Gross margin for the fourth quarter fell 340 basis points to 38.6%, which stemmed from the highly promotional retail environment and a $2.3 million inventory writedown for the Company's Canvas by Lands' End brand.
The net loss for the period was $94.8 million, or $2.96 per share. On an adjusted basis, Lands' End fourth quarter net income was $13.0 million, or $0.41 per share, compared to $22.6 million, or $0.71 per share, in the same period a year ago.
It is no mystery why Lands' End had a tough go of it in the fourth quarter. The apparel companies have been the hardest-hit group in the retail sector on account of declining mall traffic, increased online competition, a lack of pricing power, a lack of product differentiation, and shifting consumer buying preferences, not to mention residual concerns about the possible implementation of a border adjustment tax.
For fiscal 2016, Lands' End reported a 5.6% decline in net revenue of $1.34 billion, a 6.0% decrease in same-store sales, and an adjusted net loss of $0.06 per share versus an adjusted profit of $1.26 per share for fiscal 2015.
Lands' End didn't provide any specific revenue or earnings guidance in its press release. Management noted that the company saw sequential improvement in its fourth quarter results, but conceded that it needs to strengthen its competitive position and develop and execute a strategic plan to leverage its brand heritage and e-commerce platform.
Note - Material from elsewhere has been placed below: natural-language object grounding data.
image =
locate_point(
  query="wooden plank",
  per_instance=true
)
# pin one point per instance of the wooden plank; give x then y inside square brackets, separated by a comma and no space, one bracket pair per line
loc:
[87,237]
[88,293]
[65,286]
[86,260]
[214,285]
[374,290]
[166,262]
Management is going to focus on efforts aimed at driving growth, profitability and shareholder value over the long term, which is one way of saying that the short term might not look so hot as it goes about transforming its business to achieve long-term success.
The latter point notwithstanding, LE has actually been a very hot stock so far this year, surging 27% without the aid really of a strong operational catalyst, which suggests short-covering activity might be a factor that has exacerbated the stock's gains. Despite that hefty move, LE is still down 28% over the last 52 weeks, which is a move more in-line with the recognized struggles for the apparel companies.